Duplicate-Content Cases

  • regular/dup_source_text_3mb_644.txt
  • regular/dup_copy_a_text_3mb_600.txt
  • deep/tree/level1/level2/dup_copy_b_text_3mb_755.txt

Timestamp Variants

  • regular/old_text_1mb_644.txt
  • regular/recent_text_1mb_644.txt
  • regular/futureish_text_1mb_644.txt

Read-Only Or Awkward Placement Cases

  • readonly-dir/locked_text_1mb_444.txt
  • readonly-dir/locked_random_3mb_400.bin
  • readonly-dir/locked_script_1mb_500.sh
  • links/symlink_to_text_1mb_644.txt
  • links/symlink_to_deep_random_3mb_600.bin
  • links/symlink_to_hidden_file
  • links/hardlink_to_random_3mb_644.bin
  • links/hardlink_to_compressible_5mb_755.log

Directories

  • empty-dirs/empty_a/
  • empty-dirs/empty_b/
  • empty-dirs/.hidden_empty_dir/
  • readonly-dir/no_write_subdir/
  • deep/tree/level1/level2/level3/

Metadata Cases

These should only be created if the source filesystem supports them and the test environment allows them.

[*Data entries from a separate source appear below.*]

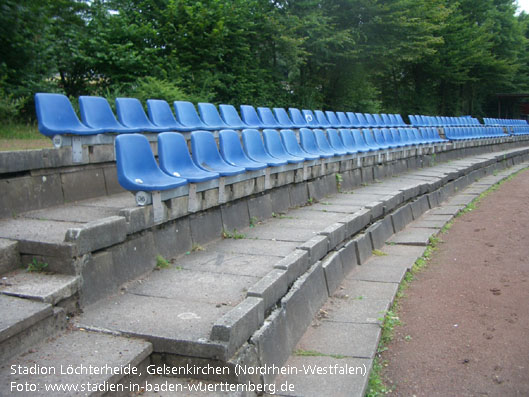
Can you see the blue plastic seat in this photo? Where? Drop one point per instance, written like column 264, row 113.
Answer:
column 292, row 145
column 175, row 159
column 361, row 142
column 297, row 118
column 310, row 145
column 336, row 142
column 255, row 149
column 310, row 118
column 131, row 114
column 250, row 117
column 268, row 118
column 334, row 121
column 323, row 143
column 355, row 123
column 206, row 155
column 136, row 167
column 378, row 136
column 348, row 141
column 370, row 139
column 187, row 115
column 232, row 151
column 283, row 119
column 231, row 117
column 362, row 121
column 56, row 116
column 211, row 117
column 343, row 119
column 96, row 113
column 275, row 147
column 322, row 119
column 161, row 115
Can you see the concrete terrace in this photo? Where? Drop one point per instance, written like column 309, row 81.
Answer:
column 288, row 282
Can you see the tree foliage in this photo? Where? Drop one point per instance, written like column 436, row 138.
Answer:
column 404, row 56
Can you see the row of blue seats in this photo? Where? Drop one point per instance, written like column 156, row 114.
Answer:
column 505, row 122
column 467, row 133
column 138, row 171
column 56, row 116
column 442, row 121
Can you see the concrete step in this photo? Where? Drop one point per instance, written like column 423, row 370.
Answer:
column 78, row 363
column 9, row 255
column 23, row 323
column 55, row 289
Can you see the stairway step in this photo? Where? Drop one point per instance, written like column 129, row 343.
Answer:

  • metadata/xattr_text_1mb_644.txt
  • metadata/xattr_random_3mb_600.bin
  • metadata/acl_text_1mb_644.txt
  • metadata/acl_script_1mb_755.sh

Approximate Storage

Estimated real disk usage for this manifest:

  • core allocated files: about 95 MiB to 125 MiB
  • with filesystem overhead and modest headroom: plan for about 150 MiB
  • comfortable reserve for later additions: 250 MiB

Important notes:

  • sparse files may report a logical size of 1 MiB to 5 MiB while using much less physical disk space
  • symlinks, hard links, directories, ACLs, xattrs, and empty files add little compared with regular allocated files
  • if you later expand this set with more size permutations or more metadata variants, storage will grow mostly with the fully allocated non-sparse files

Usage Recommendation

Use this directory as the canonical definition of the source dataset. Generate the files once, preserve the original unchanged, and transfer a copy to the source test machine using metadata-preserving tooling such as rsync -aH, cp -a, or a tar archive workflow.